I went back to college as an adult several years after my initial freshman experience after graduating from high school. I remember feeling nervous as an 18 year-old; but as a thirty-something, I was terrified! What if I am the oldest person in class? What if I can’t grasp the knowledge? What if I am stupid? What if…well, you get the picture.
One of the first classes I took was Philosophy. While I was not the oldest person in class – WOW! – I had certainly entered alien territory. My experience was far from the diapers, playgroups, and soccer teams that had consumed my days over the past decade. The vocabulary alone was like a foreign language! Things like extensionality, infinite regress, and modal logic seemed beyond my realm of understanding. I was certain I would prove myself to be stupid.
My ten year old daughter overheard me expressing my lack of confidence to a friend, and interrupted with encouragement. “Mom, it’s really not that hard. See it. Say it. Write it. Remember it.”
“Huh?” was my astute response.
“All those vocab words…look at them in your book, that’s the ‘see it’ part. Then say each one out loud and write it down. You’ll remember them! Really! It works for me all the time!” She sounded so sure, so enthusiastic. Maybe she had something.
“See it, say it, write it, remember it?” I asked. “Okay, I’ll give it a try.” So, based on the strong recommendation of a ten year old, I applied this method in my Philosophy class and aced my vocabulary test! Over the next few years, I applied it in many of my classes. It worked like a charm every time. Best of all, I discovered I was not stupid!
Even after graduation, I’ve taken the opportunity to apply this learning method to many different situations. One, in particular, comes to mind. I was asked to take over a technical management training function in addition to my duties of directing the leadership development for the organization.

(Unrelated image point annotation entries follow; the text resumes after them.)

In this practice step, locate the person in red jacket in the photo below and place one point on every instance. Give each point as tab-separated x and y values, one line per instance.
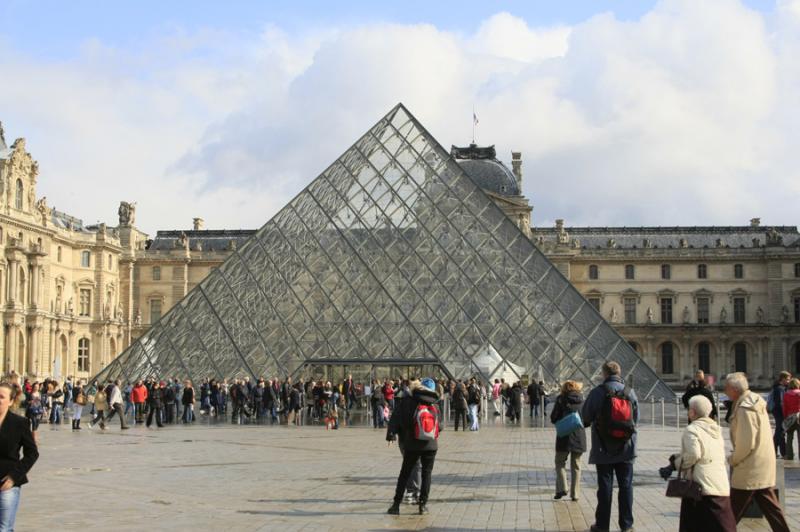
139	397
791	405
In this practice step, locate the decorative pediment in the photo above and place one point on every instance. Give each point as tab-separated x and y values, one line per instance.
739	293
703	293
667	294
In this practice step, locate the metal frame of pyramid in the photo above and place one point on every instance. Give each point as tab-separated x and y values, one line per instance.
391	254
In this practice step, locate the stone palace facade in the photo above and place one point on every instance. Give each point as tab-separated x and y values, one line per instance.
716	298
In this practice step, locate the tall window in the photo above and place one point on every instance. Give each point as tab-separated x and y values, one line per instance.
667	358
18	197
740	357
83	354
155	310
630	271
702	309
666	310
704	357
85	308
738	310
630	310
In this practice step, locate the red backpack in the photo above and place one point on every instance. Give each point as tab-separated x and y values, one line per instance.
426	422
615	423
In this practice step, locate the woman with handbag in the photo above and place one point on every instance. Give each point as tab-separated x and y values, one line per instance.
702	480
570	440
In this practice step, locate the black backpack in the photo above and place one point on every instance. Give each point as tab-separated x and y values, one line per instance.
615	424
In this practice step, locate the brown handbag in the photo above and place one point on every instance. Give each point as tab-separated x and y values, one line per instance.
684	488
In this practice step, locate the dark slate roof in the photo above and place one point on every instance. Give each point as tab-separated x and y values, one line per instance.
209	240
481	164
666	237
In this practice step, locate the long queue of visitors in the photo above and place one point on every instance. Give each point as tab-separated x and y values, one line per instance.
412	410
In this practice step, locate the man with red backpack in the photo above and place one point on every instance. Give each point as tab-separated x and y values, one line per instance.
612	411
416	421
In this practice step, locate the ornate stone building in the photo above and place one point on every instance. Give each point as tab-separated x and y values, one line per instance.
715	298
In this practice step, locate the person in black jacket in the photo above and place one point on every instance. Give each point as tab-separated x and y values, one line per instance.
401	424
698	386
155	403
15	435
573	445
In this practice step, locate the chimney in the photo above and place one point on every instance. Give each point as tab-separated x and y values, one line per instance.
516	167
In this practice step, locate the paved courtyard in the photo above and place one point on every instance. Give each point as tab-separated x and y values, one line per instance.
251	477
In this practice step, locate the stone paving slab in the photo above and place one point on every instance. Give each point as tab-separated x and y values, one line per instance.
224	477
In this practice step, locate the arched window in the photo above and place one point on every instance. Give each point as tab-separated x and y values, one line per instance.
740	357
630	271
704	357
83	354
18	197
797	358
667	358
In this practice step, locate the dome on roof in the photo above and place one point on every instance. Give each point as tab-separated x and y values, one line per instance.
486	171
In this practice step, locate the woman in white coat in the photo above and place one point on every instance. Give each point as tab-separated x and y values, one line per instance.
702	459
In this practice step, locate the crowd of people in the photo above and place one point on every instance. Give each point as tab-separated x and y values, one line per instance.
413	413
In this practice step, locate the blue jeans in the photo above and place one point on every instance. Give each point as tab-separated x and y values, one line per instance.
9	502
605	492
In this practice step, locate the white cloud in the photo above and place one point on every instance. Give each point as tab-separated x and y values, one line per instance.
686	116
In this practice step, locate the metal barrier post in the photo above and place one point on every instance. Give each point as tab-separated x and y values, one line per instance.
653	411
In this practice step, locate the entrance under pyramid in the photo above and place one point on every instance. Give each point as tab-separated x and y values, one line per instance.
392	256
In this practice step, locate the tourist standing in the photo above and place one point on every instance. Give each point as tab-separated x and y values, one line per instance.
775	407
114	395
753	457
100	408
15	436
791	415
613	444
474	404
699	386
188	401
702	460
571	446
460	405
78	402
416	422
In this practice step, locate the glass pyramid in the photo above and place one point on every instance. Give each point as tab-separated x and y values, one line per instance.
391	255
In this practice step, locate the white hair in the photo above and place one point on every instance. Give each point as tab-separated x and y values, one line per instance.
701	405
738	381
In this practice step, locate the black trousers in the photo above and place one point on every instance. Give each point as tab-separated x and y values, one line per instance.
462	415
157	411
410	458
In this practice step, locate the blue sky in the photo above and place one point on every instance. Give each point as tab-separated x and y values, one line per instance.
675	112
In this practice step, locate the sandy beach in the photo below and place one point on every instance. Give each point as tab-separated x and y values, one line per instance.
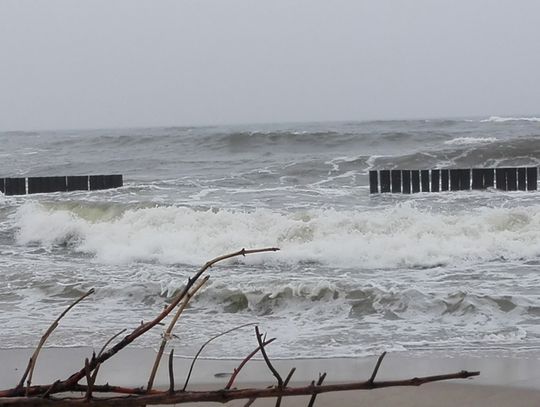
504	381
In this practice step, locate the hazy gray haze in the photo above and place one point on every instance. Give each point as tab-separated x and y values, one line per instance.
73	64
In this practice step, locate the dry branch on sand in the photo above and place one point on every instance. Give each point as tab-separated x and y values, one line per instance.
66	392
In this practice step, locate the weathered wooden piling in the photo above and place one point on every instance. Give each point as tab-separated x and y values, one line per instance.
395	176
455	179
36	185
406	177
15	186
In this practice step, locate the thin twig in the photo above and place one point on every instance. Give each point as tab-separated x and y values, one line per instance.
243	363
267	360
140	330
168	333
32	363
285	383
164	397
171	372
204	345
50	389
376	369
319	383
96	370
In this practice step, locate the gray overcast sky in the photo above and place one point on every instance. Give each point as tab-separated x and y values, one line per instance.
102	63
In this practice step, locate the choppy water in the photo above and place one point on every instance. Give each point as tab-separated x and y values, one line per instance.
356	274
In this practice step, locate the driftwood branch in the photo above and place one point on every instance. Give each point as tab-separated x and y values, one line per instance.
243	363
223	396
285	383
204	345
70	382
266	359
171	372
168	333
319	383
43	395
32	362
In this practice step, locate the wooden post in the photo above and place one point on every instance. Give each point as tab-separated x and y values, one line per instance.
522	179
478	178
488	175
15	186
424	177
532	178
415	180
385	180
435	176
406	177
396	181
445	175
464	179
373	182
37	185
500	179
77	183
511	179
454	180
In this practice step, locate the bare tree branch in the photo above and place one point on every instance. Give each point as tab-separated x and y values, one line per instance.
221	396
243	363
314	396
285	383
32	363
206	343
376	369
171	372
71	381
266	359
168	333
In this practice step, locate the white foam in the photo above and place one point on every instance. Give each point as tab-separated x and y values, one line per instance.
498	119
401	236
470	140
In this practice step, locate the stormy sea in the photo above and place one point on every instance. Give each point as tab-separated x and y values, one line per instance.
357	273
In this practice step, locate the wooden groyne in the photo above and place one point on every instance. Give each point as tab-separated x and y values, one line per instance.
37	185
413	181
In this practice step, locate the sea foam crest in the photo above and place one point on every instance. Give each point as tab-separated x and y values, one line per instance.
459	141
499	119
402	236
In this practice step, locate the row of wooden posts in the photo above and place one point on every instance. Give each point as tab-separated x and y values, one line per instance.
36	185
413	181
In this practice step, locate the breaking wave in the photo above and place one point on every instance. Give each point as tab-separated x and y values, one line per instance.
400	236
498	119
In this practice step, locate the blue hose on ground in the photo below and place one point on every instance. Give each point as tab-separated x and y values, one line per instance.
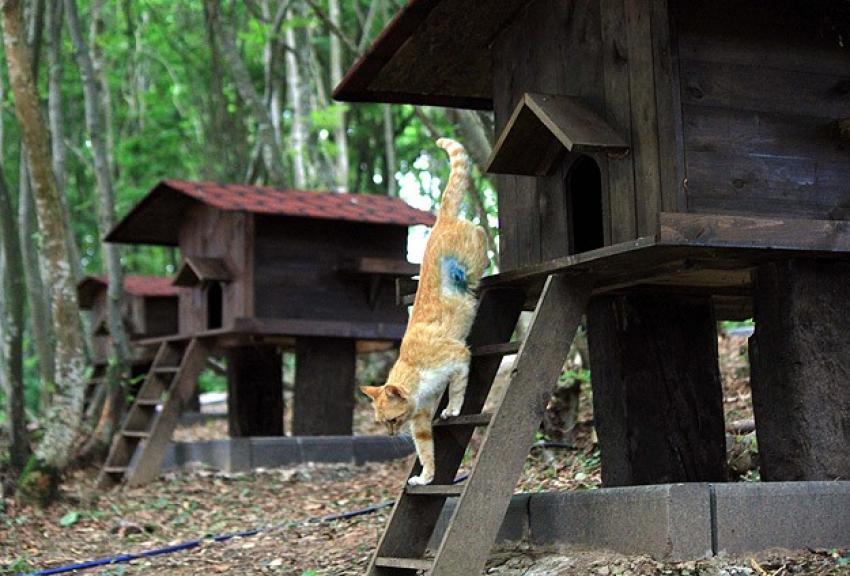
122	558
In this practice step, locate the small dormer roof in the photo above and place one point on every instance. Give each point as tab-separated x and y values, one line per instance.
543	127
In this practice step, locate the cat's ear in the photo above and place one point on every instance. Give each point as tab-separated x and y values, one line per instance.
371	391
395	391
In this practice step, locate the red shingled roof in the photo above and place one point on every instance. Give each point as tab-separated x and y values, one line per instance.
134	285
327	205
157	217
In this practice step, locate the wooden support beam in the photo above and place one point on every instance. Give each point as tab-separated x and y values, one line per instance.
800	369
324	387
254	391
657	396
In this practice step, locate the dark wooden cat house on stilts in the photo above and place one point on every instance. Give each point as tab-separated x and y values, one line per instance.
263	271
661	165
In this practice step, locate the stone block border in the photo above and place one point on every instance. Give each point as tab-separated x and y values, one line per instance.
242	454
681	521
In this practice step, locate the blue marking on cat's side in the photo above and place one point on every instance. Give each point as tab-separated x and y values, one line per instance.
453	275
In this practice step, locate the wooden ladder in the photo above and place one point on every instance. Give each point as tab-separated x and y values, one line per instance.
484	498
136	453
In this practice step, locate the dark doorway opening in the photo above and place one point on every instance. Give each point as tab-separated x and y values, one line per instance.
215	305
584	205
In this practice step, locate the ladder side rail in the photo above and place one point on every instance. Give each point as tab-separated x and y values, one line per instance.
413	519
481	508
148	458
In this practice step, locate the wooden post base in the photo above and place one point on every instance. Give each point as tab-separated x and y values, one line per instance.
657	395
324	387
255	391
800	370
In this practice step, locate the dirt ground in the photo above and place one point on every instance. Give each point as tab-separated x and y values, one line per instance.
87	524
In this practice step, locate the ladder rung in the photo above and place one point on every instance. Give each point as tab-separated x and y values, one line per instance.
482	419
404	563
502	349
446	490
166	369
147	402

Unfortunately, I had no idea how to do what the people being trained would need to do.
I decided to use my daughter’s simple method, which had proved to be effective over the years. So, I found five of the best employees in that technical area and I watched them, creating a mental picture of what the job entailed, step by step (see it). I shared my mental picture out loud with each of them separately, describing each activity as best I could, asking for corrections when I was wrong (say it). I then created a detailed list of the steps they took to accomplish their job from beginning to end (write it). Finally, I sat down and did what they did, with my five subject matter experts watching and evaluating me (remember it). With some practice, I was able to quickly build my skills and even meet their quality and production metrics. Only then did I feel prepared to manage the training of new employees in this area.
Everyone has a preferred learning style that helps you learn more – faster. Knowing, and understanding your preferred style will improve your approach to learning so the time spent is efficient and effective. While there are many learning models, from simple to complex, there are three main learning preferences:
- Visual Learners prefer to learn through visual means. They prefer seeing words, diagrams, or charts. They like to see an example or observe someone perform the task.
- Auditory Learners prefer to learn through listening. They learn best through verbal lectures, discussion, talking things through and listening to what others have to say.
- Tactile or Kinesthetic Learners prefer to learn through moving, doing, and touching. They learn best through a hands-on approach, actively exploring that which is to be learned.
How do you prefer to learn? I’ve realized that the method my daughter taught me years ago is so effective because it touches on all three learning preferences:
- See it – visual
- Say it – auditory
- Write it – tactile or kinesthetic
Combined, the three helped me to remember it!
What skill or topic area would you like to learn about? What result are you not getting that you really want to nail? My advice is to learn by taking the tip offered to me by my ten year old:
See it. Say it. Write it. Remember it!